Entscheidend scheint, dass sich Reisende über den Grund der Warnungen bewusst werden. Am Anfang wie am Ende eines vorbeifahrenden Zuges entsteht eine starke Sogwirkung, die umso gefährlicher ist, je schneller der Zug fährt und je näher der Reisende zur Bahnsteigkante steht. Besonders tückisch sind gemischte Güterzüge. Erst ein Container, dann ein leerer Transportwagen – das garantiert einen plötzlichen heftigen Sog, genau so, wenn nach dem Flachwagen wieder ein hoher Güterwagen passiert.

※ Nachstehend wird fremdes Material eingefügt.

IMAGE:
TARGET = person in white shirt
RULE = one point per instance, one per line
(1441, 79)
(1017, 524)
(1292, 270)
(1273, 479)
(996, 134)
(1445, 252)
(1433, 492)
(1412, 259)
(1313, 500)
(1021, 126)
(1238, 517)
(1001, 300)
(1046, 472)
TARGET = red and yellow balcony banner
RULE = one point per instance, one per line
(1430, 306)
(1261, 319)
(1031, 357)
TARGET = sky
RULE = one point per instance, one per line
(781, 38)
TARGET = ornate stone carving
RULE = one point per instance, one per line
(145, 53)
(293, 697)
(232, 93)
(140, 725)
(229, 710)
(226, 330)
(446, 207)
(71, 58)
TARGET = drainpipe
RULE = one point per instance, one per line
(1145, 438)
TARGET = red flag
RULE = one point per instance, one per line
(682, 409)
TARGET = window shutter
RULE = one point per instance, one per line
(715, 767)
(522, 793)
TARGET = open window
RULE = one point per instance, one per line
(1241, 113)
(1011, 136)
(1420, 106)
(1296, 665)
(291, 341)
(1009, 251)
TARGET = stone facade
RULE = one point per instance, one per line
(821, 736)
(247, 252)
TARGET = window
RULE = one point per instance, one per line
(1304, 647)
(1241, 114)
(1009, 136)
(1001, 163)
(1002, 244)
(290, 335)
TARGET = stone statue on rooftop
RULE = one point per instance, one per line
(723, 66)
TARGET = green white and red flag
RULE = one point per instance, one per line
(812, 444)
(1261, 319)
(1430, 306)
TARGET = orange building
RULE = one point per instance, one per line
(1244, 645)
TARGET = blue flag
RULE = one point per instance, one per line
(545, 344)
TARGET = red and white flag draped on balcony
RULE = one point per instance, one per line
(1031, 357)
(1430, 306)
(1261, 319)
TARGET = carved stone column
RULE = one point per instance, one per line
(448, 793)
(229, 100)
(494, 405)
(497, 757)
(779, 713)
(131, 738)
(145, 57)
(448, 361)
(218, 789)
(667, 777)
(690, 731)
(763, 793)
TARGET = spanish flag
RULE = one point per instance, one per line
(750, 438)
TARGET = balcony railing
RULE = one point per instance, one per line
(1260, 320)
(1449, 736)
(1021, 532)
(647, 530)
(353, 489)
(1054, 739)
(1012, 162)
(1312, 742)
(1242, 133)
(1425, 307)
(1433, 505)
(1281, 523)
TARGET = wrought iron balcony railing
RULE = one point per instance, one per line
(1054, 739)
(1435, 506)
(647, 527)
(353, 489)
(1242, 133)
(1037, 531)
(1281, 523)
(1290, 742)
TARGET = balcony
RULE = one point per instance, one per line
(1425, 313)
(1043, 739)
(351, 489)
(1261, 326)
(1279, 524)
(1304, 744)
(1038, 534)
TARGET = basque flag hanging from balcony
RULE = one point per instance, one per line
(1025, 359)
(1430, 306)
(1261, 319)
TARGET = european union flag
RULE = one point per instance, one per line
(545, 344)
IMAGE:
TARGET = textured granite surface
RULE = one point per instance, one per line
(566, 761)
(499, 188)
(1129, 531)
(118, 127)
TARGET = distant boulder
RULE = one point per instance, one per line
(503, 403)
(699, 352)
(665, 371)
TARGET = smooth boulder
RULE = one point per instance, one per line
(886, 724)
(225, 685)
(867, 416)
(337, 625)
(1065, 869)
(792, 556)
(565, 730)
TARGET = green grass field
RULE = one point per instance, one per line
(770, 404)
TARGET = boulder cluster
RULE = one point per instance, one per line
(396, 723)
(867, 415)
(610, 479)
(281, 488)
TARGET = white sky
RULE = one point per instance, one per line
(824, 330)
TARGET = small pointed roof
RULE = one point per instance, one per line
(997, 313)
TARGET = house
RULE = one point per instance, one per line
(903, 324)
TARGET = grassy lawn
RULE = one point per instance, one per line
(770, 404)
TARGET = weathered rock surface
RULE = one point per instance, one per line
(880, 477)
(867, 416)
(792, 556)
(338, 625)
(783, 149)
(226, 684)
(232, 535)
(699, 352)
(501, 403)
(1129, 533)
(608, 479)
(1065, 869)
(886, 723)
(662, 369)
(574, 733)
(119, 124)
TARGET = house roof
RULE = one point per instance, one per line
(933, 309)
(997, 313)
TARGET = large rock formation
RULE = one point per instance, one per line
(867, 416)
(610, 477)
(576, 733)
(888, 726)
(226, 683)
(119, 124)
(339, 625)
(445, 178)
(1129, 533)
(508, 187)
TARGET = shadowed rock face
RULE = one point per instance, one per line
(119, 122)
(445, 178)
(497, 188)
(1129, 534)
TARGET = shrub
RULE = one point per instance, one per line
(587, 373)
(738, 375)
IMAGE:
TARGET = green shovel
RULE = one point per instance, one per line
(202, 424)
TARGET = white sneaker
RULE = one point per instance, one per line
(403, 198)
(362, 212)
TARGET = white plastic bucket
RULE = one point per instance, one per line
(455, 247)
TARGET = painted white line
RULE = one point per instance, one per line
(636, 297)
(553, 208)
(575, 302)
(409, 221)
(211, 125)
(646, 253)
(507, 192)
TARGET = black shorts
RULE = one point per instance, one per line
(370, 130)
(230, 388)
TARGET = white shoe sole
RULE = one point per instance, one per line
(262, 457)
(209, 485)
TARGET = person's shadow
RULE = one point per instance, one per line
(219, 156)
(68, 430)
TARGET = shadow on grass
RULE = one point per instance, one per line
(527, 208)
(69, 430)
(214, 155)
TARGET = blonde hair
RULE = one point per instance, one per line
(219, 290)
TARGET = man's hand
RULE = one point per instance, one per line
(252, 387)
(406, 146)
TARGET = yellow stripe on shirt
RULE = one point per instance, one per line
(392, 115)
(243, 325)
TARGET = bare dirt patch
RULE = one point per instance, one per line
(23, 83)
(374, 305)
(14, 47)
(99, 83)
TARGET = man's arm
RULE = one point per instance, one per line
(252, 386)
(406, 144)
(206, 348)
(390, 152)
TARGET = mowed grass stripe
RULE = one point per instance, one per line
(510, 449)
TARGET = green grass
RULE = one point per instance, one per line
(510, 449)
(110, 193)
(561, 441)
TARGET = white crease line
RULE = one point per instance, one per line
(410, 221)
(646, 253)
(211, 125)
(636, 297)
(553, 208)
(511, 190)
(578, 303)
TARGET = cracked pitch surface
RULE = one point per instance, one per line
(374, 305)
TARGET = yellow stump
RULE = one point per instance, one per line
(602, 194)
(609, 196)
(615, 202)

Offenbar ist es Zügen derzeit erlaubt, Bahnhöfe mit bis zu 160 Stundenkilometern zu passieren – Grund genug, um auch in den Schulen auf die damit verbundene Gefahr hinzuweisen.

Eine generelle Pflicht zum langsamen Fahren in Bahnhöfen hält Pro Bahn-Ehrenvorsitzender Klaus-Peter Neumann für unrealistisch, das würde die Züge insgesamt ausbremsen und weniger konkurrenzfähig gegenüber der Straße machen. Erwarten könnte man jedoch eine akustische Ansage „Vorsicht am Gleis X – Zugdurchfahrt!“ Derzeit ist dieses offenbar nicht Pflicht.